El progresista Cuesta quedó desplazado como ponente y el nuevo informe será realizado por Enrique Lucas y José Antonio Ballestero, designados a propuesta del PNV y del PP, respectivamente. El principal motivo de la supuesta vulneración de la Constitución que entrañan los planes del Gobierno reside –según la tesis mayoritaria del Consejo— en que más que asegurar el derecho a la vivienda lo que pretende el anteproyecto analizado es “uniformizar (…) de forma exhaustiva, la regulación autonómica” en esta materia.

El informe de Cuesta recibió el apoyo del núcleo duro sector progresista. Según Cuesta —que contó para su dictamen con la colaboración del gabinete técnico del Consejo—, la votación registrada indica que “lo que se ha cuestionado no es el informe sobre la ley, sino la ley en sí misma”.

Lucas consiguió el apoyo mayoritario a un informe alternativo —al que EL PAÍS ha tenido acceso— en el que se sostiene que el Consejo del Poder Judicial “no ha terminado de asumir la realidad del Estado autonómico”. Así se explica —añade— que el informe propuesto avale la iniciativa del Gobierno, para lo que “se contenta” con aludir “a los títulos competenciales de los que dispone el Estado para incidir sobre la vivienda”, cuando se trata de una materia que la Constitución “atribuye a las comunidades autónomas”.

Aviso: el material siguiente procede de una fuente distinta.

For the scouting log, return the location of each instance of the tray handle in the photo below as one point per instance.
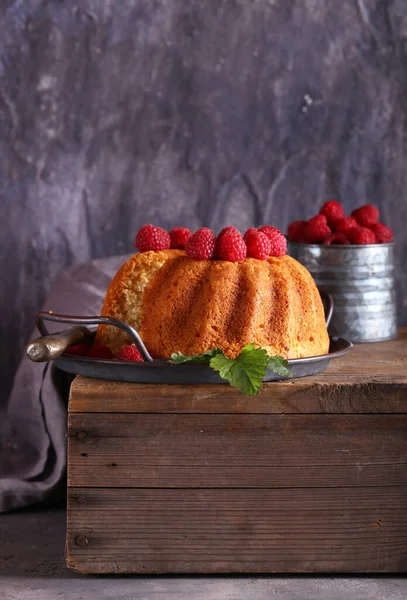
(58, 343)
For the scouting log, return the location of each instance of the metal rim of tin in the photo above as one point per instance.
(344, 246)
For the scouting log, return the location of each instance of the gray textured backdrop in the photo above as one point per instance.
(188, 112)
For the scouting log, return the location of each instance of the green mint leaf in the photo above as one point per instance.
(245, 372)
(279, 365)
(177, 358)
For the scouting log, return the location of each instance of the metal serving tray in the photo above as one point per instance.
(53, 347)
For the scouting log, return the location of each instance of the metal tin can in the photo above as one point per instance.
(361, 281)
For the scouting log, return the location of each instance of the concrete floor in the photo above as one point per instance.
(32, 568)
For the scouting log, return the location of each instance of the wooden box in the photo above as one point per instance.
(309, 476)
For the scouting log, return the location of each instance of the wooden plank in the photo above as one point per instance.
(163, 450)
(220, 531)
(371, 379)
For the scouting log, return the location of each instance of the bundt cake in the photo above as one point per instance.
(179, 304)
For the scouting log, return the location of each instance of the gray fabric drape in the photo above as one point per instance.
(33, 430)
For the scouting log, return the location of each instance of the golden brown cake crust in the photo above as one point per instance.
(192, 306)
(125, 294)
(181, 304)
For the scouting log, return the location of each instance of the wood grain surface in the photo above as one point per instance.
(309, 476)
(226, 451)
(296, 530)
(116, 114)
(372, 378)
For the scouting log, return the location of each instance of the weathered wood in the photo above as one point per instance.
(237, 450)
(214, 531)
(309, 476)
(372, 379)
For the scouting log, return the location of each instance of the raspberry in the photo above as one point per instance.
(333, 211)
(295, 231)
(277, 239)
(100, 351)
(383, 234)
(76, 350)
(201, 245)
(179, 237)
(345, 225)
(130, 353)
(366, 215)
(152, 238)
(249, 232)
(362, 235)
(229, 229)
(316, 230)
(268, 230)
(230, 246)
(258, 244)
(337, 238)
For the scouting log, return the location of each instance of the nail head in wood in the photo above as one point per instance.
(81, 541)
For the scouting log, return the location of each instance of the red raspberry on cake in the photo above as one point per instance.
(337, 238)
(229, 229)
(333, 211)
(258, 244)
(130, 353)
(230, 246)
(249, 232)
(295, 231)
(383, 234)
(277, 240)
(201, 244)
(345, 226)
(100, 351)
(317, 230)
(152, 238)
(179, 237)
(362, 235)
(366, 215)
(268, 230)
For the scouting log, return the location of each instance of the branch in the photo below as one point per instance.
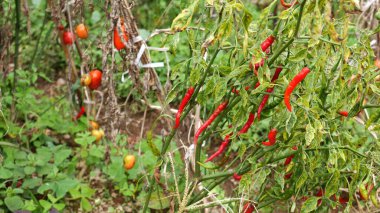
(17, 43)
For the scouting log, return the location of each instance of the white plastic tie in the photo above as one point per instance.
(139, 54)
(153, 65)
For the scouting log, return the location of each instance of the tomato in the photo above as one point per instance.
(85, 80)
(68, 38)
(82, 31)
(248, 208)
(96, 79)
(118, 43)
(98, 134)
(129, 162)
(94, 125)
(377, 63)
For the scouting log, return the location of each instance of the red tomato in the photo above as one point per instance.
(248, 208)
(82, 31)
(68, 38)
(377, 63)
(116, 38)
(96, 79)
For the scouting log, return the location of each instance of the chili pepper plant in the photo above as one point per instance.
(272, 88)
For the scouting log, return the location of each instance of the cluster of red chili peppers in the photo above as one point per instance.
(273, 132)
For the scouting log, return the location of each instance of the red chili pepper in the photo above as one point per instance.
(298, 78)
(237, 91)
(287, 5)
(221, 149)
(80, 113)
(264, 47)
(215, 114)
(320, 193)
(267, 43)
(343, 113)
(271, 137)
(182, 106)
(247, 124)
(269, 90)
(290, 158)
(237, 177)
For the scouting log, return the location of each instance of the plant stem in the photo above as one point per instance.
(17, 43)
(200, 141)
(299, 18)
(338, 147)
(168, 139)
(279, 51)
(39, 37)
(3, 143)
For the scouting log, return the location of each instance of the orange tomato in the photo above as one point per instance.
(377, 63)
(85, 80)
(118, 43)
(82, 31)
(68, 38)
(98, 134)
(96, 79)
(129, 162)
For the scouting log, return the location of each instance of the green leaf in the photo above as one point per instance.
(85, 204)
(290, 122)
(30, 205)
(333, 185)
(183, 19)
(59, 206)
(61, 155)
(260, 178)
(14, 203)
(309, 136)
(285, 14)
(302, 179)
(153, 148)
(5, 173)
(299, 56)
(64, 186)
(375, 89)
(310, 204)
(158, 202)
(173, 93)
(45, 204)
(29, 170)
(32, 183)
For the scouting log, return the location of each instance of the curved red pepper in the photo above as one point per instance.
(298, 78)
(182, 106)
(290, 158)
(221, 149)
(248, 124)
(269, 90)
(215, 114)
(264, 47)
(271, 137)
(80, 113)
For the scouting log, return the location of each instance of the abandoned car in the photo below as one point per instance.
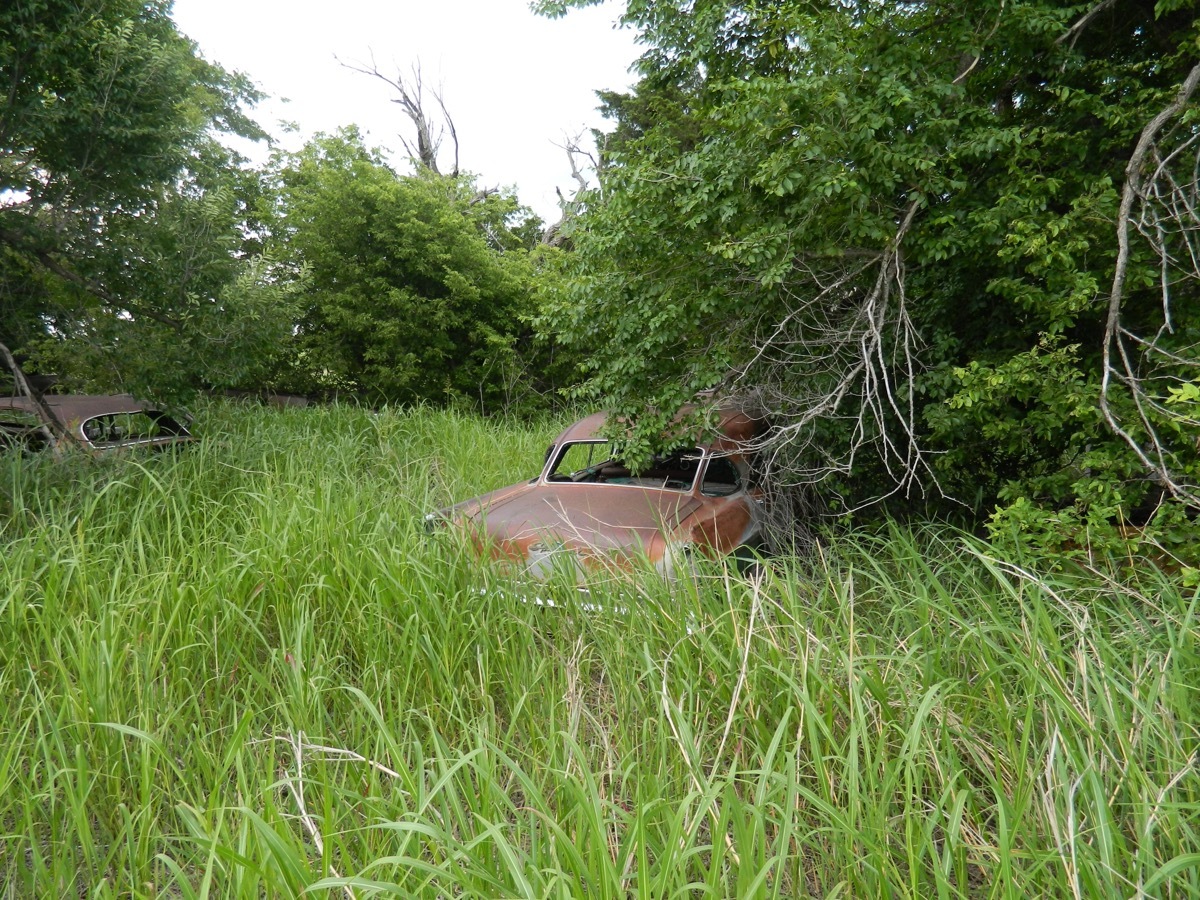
(96, 423)
(587, 511)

Además, “mezcla constantemente la vertiente jurídico-pública con la que es propia de las relaciones inter privatos distorsionando las categorías jurídicas que establece nuestro ordenamiento civil”. El texto alternativo aprobado por el Consejo también subraya que “el anteproyecto introduce una disciplina agotadora de las facultades y las obligaciones de los propietarios de viviendas en la que, llamativamente, son mayoría los de carácter público administrativo, ámbito en el que se mueven las atribuciones de las comunidades autónomas”. También afirma que el anteproyecto persigue “imponer un modelo de intensa intervención pública en la vivienda que hace irreconocible la configuración del derecho de propiedad que contiene la vigente legislación civil”. El anteproyecto, en suma, deja a juicio de la mayoría del Consejo “un panorama poco alentador”.